This time we consider some abstract results as what sequences converges.

• monotone bounded sequence converges.
• what is $\limsup$ and $\liminf$? The $\epsilon$-of-room trick.
• Cauchy sequence.

Discussion time: Ex 10.1, 10.6 in Ross

This is in Definition 9.8. Informally, it says for any $M$ (no matter how large it is), the sequence will eventually stay above $M$.

A sequence that is (weakly) increasing, namely $a_{n+1} \geq a_n$. Examples: (a) $a_n = n$. (b) $a_n = 1 - n$. © $a_n = \log n$.

Theorem: bounded monotone sequence is convergent. How do we construct such a limit? The limit is obviously the 'largest' number, but there is no largest number in the sequence. We should use 'sup' to get the largest number.
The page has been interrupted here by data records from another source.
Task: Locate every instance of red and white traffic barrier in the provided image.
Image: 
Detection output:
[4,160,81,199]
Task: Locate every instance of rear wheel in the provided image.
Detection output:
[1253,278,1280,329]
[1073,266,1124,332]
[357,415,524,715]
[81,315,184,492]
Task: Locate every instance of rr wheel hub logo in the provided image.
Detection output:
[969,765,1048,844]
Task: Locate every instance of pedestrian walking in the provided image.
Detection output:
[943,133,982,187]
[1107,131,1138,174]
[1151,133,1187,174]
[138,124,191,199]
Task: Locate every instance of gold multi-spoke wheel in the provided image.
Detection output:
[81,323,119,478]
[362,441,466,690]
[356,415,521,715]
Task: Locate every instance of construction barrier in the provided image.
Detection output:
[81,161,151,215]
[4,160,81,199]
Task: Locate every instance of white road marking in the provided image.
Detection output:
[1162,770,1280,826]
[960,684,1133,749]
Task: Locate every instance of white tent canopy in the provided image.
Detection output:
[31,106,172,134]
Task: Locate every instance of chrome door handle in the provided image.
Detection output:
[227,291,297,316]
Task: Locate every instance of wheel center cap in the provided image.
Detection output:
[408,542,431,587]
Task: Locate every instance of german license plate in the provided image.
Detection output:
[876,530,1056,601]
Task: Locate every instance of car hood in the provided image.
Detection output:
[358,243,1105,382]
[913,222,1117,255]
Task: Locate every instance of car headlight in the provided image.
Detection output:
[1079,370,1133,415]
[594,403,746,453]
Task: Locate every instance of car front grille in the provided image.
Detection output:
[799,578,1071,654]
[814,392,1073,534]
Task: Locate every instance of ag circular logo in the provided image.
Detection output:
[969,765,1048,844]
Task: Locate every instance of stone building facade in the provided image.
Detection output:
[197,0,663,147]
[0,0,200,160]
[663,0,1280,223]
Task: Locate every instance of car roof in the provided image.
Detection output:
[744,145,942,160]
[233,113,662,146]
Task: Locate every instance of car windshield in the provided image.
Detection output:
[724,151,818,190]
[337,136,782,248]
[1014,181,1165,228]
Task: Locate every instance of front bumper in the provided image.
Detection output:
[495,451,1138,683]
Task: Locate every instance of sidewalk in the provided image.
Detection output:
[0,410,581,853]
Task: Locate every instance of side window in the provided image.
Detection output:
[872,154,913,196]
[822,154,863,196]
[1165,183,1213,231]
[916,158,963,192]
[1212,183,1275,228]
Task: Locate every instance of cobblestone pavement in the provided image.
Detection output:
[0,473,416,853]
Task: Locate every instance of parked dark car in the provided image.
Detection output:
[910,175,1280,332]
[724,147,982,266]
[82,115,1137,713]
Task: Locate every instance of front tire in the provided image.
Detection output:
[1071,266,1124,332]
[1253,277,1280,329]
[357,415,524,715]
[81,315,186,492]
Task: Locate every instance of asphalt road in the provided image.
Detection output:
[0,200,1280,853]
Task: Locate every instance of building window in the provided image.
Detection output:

But sup needs to applied to a set, not a sequence, so we need to first convert a sequence to its 'value set', $S = \{a_n \mid n \in \N\}$, and define $a = \sup S$. How do we show that $a_n \to a$? We need to show that for any $\epsilon > 0$, we have $|a_n - a| < \epsilon$ for all large enough $n$. Let's first show that, there exists one $n_0$, such that $|a_{n_0} - a| < \epsilon$, this holds by definition of the $\sup S$, namely, there is one element in $S$ that satisfies this condition, it must be $a_{n_0}$ for some $n_0$. Then, we can use monotone condition to say, for all $n > n_0$, we have $a_n \geq a_{n_0}$. Furthermore, since $a_n \leq a$, we know $a_n \in [a_{n_0} , a) \In (a-\epsilon, a)$ for all $n > n_0$, then we are done.